Qdrant's official MCP turns the vector database into a persistent memory layer for Claude or any compatible host. The pitch is simple: your agent can store embeddings, search semantically, and retrieve context across sessions without you writing a single vector search query. It's a first-party integration, which means the implementation is clean and the API surface is narrow. I've used it to build a personal knowledge base where Claude can file away notes, articles, and code snippets, then pull them back when relevant. The setup requires three environment variables: your Qdrant instance URL, an API key, and a collection name. Once wired in, the agent gets tools to upsert vectors, run similarity searches, and filter by metadata. The workflow I keep coming back to is scraping technical articles into a collection, then asking Claude to summarise related posts when I'm researching a new topic. It works because Qdrant handles the heavy lifting—embedding generation, indexing, and retrieval—while the MCP layer keeps the interface dead simple. The main quirk is that you need a running Qdrant instance, either self-hosted or on their cloud. If you're not already using Qdrant, the friction of spinning up a new service might outweigh the benefit unless you're serious about long-term agent memory. The server doesn't bundle a local fallback or in-memory mode, so it's all or nothing. For developers already running Qdrant in production, this is a no-brainer: it's the cleanest way to give your agent semantic recall. For everyone else, the question is whether you need cross-session memory badly enough to justify the infrastructure. If you're building a RAG pipeline or a personal knowledge assistant, the answer is probably yes. If you're just experimenting with MCP, start with something lighter.
Verdict

Install this if you're already running Qdrant or you're serious about giving your agent long-term semantic memory.
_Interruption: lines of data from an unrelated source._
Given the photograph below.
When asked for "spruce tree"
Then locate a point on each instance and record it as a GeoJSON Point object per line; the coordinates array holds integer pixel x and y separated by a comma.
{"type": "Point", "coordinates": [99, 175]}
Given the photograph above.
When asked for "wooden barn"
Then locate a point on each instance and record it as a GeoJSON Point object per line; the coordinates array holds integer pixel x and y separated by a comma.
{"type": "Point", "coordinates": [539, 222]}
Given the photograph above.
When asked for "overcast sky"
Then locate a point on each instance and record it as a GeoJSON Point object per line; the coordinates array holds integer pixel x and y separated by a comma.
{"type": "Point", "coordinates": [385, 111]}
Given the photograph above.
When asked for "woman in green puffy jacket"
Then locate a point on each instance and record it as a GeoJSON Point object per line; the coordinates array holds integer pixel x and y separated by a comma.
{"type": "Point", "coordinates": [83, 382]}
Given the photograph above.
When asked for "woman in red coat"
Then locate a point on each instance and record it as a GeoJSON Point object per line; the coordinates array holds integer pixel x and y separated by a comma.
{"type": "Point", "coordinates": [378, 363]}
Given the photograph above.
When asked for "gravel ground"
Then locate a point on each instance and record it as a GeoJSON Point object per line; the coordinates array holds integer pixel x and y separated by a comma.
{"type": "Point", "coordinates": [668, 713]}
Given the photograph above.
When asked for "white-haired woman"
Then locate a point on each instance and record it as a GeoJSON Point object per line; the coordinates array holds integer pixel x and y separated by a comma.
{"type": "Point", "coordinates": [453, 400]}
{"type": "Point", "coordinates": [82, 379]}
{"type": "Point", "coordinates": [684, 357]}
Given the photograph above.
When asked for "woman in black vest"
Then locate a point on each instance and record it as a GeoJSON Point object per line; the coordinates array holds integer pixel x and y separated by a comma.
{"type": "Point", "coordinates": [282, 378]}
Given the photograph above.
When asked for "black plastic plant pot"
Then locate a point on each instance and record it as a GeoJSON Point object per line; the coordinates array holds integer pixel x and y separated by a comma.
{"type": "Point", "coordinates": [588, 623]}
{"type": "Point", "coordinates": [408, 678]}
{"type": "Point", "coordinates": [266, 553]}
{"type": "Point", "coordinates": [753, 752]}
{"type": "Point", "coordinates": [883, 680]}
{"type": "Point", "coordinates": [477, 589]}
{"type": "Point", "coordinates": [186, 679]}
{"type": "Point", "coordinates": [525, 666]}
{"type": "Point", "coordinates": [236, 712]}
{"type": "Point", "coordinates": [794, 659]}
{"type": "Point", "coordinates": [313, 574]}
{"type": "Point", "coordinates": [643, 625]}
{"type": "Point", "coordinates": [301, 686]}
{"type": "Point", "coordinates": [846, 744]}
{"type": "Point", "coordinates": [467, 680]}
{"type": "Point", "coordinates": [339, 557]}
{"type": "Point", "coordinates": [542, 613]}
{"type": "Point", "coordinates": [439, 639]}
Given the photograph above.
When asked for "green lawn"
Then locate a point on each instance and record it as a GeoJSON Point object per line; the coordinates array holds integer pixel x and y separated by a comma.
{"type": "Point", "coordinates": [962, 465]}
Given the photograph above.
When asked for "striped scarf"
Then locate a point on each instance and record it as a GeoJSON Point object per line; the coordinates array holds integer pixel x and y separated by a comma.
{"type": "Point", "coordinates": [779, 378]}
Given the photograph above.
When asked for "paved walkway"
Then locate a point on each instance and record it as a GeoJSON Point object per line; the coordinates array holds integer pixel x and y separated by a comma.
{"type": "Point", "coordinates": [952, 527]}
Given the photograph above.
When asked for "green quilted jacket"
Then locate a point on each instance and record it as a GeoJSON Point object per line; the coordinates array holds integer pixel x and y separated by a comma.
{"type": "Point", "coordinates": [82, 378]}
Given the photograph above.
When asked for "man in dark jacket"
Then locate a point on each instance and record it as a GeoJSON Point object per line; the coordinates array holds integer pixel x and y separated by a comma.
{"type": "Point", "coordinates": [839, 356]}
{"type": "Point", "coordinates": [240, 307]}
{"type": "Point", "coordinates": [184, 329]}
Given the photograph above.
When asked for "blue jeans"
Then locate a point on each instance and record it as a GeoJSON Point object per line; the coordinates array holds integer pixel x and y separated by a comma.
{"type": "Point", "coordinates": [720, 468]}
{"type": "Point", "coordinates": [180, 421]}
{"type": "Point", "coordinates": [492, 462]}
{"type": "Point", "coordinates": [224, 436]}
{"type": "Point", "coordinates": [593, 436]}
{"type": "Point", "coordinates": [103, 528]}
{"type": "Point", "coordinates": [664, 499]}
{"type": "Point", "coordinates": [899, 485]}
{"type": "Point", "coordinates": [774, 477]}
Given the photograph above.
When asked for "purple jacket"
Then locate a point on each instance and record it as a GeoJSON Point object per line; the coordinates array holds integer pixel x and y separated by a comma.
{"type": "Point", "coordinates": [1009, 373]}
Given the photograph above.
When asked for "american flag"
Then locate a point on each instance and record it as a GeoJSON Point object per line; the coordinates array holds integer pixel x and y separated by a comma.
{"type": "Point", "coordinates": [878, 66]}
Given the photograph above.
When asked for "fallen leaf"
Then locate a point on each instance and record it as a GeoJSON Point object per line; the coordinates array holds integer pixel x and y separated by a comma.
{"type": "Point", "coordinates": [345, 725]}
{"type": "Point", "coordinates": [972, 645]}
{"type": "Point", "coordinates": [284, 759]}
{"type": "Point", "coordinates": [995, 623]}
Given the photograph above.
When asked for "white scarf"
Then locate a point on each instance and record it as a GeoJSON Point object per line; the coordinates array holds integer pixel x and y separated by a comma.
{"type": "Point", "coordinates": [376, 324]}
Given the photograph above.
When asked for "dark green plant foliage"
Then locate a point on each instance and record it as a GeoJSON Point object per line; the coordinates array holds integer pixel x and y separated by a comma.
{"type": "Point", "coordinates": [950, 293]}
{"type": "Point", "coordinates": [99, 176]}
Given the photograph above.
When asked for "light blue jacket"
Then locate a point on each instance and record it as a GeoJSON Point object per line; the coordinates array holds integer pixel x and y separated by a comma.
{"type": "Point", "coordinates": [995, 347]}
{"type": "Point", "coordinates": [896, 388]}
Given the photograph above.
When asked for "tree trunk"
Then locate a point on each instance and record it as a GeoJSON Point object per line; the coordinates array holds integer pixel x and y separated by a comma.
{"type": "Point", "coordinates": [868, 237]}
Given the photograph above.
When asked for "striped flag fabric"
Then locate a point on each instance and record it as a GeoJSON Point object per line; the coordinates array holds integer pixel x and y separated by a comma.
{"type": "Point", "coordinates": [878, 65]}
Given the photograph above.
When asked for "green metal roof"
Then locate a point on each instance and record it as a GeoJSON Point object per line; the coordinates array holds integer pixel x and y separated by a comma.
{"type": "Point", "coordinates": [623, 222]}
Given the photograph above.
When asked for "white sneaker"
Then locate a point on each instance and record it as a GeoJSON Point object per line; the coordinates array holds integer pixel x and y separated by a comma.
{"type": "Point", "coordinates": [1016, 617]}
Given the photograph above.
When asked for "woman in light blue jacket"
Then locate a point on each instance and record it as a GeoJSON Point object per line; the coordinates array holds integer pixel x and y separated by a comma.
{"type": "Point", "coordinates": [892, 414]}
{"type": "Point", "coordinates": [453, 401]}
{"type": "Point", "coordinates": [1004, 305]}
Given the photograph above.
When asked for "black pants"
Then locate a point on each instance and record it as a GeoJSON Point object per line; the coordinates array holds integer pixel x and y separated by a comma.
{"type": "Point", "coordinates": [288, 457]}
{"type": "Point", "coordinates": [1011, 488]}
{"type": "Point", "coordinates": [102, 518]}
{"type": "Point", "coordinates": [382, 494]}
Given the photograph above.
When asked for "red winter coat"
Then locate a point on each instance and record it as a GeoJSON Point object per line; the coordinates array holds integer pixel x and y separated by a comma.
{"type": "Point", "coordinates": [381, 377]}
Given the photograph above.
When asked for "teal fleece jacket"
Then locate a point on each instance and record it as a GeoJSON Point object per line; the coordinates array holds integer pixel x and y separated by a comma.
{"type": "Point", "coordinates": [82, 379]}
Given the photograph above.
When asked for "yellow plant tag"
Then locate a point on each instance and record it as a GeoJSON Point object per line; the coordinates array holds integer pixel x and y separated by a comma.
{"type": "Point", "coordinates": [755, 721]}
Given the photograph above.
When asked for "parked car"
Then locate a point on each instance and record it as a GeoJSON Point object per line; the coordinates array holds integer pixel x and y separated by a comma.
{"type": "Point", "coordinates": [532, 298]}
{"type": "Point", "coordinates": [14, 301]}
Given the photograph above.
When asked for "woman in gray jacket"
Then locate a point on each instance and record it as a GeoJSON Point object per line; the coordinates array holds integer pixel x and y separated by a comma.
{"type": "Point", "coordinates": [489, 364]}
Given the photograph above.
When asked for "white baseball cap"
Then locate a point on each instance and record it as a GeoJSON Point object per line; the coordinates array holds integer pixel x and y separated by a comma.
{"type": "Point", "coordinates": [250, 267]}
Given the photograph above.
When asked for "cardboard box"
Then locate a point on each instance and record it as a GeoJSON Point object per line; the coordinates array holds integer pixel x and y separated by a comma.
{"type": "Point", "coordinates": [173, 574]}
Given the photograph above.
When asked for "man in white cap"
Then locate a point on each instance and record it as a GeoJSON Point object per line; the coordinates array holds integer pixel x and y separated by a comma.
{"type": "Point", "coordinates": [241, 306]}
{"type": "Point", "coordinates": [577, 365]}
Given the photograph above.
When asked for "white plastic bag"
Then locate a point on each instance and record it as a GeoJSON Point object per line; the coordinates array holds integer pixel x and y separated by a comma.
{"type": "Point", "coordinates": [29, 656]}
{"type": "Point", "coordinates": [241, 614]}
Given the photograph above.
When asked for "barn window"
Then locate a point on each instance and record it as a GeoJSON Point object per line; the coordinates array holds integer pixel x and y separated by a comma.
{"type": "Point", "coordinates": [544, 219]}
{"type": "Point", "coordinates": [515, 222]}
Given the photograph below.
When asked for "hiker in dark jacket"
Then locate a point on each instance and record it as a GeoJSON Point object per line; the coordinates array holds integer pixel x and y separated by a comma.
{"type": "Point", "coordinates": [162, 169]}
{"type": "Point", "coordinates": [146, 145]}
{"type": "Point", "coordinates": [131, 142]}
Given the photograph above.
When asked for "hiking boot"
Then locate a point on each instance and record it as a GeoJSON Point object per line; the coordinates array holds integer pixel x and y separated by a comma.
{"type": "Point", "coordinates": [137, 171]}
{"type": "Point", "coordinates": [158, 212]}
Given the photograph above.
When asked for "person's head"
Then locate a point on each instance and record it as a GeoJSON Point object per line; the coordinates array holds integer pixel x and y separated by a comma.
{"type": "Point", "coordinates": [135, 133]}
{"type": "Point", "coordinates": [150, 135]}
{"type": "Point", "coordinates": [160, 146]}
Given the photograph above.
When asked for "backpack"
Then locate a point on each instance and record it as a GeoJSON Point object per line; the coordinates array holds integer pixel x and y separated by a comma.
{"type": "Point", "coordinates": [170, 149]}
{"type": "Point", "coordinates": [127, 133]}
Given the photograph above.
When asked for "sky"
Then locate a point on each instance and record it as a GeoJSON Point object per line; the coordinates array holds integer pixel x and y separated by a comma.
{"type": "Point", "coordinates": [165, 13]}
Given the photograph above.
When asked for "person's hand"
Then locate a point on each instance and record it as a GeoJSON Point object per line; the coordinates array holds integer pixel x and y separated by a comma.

Skip it if you're not ready to manage a vector database instance—there are simpler memory tools for casual use.

Good at

  • First-party integration from Qdrant means the implementation is stable and well-maintained.
  • Gives your agent genuine cross-session memory without writing vector search code yourself.
  • Narrow API surface makes it easy to understand what the agent can and can't do.
  • Metadata filtering lets you organise stored content by topic, date, or custom tags.
  • Works with any Qdrant instance, self-hosted or cloud, so you control where data lives.

Watch out

  • Requires a running Qdrant instance, which adds infrastructure overhead if you're not already using it.
  • No local or in-memory fallback for quick experiments or lightweight use cases.
  • Collection must be pre-created in Qdrant or the agent will fail silently on writes.
  • Hosts beyond Claude Desktop need manual config tweaks, no auto-discovery yet.

Use cases

  • Building a personal RAG store the agent can read and write
  • Semantic search over scraped articles
  • Long-term memory tied to a vector index
  • Cross-session retrieval of past notes

Getting started

1. Run `uvx mcp-server-qdrant` to install the server. 2. Add the server to your MCP host config (Claude Desktop, Cursor, etc.) with environment variables: `QDRANT_URL`, `QDRANT_API_KEY`, and `COLLECTION_NAME`. 3. Restart your host and confirm the agent can see the Qdrant tools in its available actions. 4. Test by asking the agent to store a simple note or snippet, then retrieve it in a new session. 5. Watch out: the collection must exist in Qdrant before the agent tries to write to it, or you'll get cryptic errors.